The worries, in Talcoban and around the world, had been on the wind much more than the water. That's why many of the 800,000 people who were evacuated found themselves in seemingly sturdy concrete buildings that could not protect them when the storm surge — sea water pushed by the typhoon — rushed in. "Everybody knew a big storm was coming. But I had no idea it was going to be this hell. ... Nobody imagined what was about to happen."
The water rose so high that some residents punched holes in their roofs with their bare hands to escape. "The water kept rising, and we eventually climbed up into the attic and stayed there for a day and a half."
Some families had taken refuge in a church, but they fled as water rushed in. As they ran through nearby woods, one was decapitated by a piece of metal that whizzed through the air. Young and elderly relatives who could not swim were trapped by the rising water, but one man rescued many of them. Then ee, too, was killed by debris: The storm blew several nails and a shard of metal into his neck.
Bulldozers have cleared debris from most main streets, but the sidewalks are filled with everything imaginable: broken speakers, typewriters, cables, artificial Christmas trees. There have been no major food distributions. The city's main hospital has been gutted. Medicines are running out. Police can be seen chasing scavengers through the streets. International humanitarian organizations have yet to arrive. With no tents, people are sleeping in destroyed homes. One family took shelter in the shade of a giant uprooted tree, and cooked under a ripped gray rooftop held down with a broken basketball pole.
And some people are even farther away from help. On Tuesday, military helicopters flew 15 minutes from Tacloban to the wasteland of a town called Tanawan, past a lake with bodies still floating in it and over bridges that had collapsed. Amid the ruins, desperate residents frantically waved their arms. Many had scrawled desperate messages in the ruins: "HELP! FOOD. WATER." Some messages appeared to be in chalk. One cry for help was spelled out in white clothing.
Today, American and Filipino C-130 cargo aircraft roar constantly at the Tacloban airport.
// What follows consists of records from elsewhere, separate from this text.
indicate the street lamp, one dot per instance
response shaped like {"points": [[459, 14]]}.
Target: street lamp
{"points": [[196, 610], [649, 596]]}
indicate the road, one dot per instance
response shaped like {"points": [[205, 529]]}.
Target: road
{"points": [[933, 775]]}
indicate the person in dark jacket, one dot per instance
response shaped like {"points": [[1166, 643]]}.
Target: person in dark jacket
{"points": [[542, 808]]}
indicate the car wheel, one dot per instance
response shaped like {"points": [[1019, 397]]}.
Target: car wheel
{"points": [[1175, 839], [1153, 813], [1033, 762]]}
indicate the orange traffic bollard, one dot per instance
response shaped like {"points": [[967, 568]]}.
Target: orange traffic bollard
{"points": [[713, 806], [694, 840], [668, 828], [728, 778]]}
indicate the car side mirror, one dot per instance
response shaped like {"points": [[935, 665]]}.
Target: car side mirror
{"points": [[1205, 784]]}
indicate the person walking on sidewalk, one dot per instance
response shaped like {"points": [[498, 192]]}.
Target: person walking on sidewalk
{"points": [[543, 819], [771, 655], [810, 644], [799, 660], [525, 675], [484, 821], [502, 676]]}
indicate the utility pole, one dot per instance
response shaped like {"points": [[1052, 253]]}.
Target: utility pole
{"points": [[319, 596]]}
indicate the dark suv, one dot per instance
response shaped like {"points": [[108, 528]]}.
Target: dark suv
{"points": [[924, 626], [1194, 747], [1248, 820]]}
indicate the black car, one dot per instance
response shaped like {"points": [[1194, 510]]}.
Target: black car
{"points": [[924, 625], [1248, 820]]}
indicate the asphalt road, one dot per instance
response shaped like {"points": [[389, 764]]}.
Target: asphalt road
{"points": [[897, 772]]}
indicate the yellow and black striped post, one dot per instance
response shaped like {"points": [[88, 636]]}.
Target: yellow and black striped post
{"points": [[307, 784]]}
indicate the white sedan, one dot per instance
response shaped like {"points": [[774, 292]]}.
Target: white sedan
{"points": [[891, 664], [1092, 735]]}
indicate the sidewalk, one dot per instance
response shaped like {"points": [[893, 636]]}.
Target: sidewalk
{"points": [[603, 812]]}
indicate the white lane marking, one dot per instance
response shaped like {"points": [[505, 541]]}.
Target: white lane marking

Each plane can only take out around 150 people, and every flight is a disappointment to hundreds of residents left behind on the tarmac. Their destroyed city lay behind them, an apocalyptic graveyard marked with disfigured trees and ruin.

EXTREME HEAT & DROUGHT / WILDFIRES -

Indonesia - Drought damages rice crops. This year's drought has taken a toll on rice crops as hundreds of hectares of paddy fields in 13 districts in Cirebon regency, West Java, have been damaged.

Australia - Drought makes sorghum planting a struggle. Continued dry conditions in cropping areas of Queensland and northern New South Wales have prevented farmers getting sorghum crops planted.

Experts fear drought is hurting monarch butterfly migration - Fewer monarch butterflies could be flying through Texas while migrating to Mexico due to the lingering drought and lack of food along their migration path.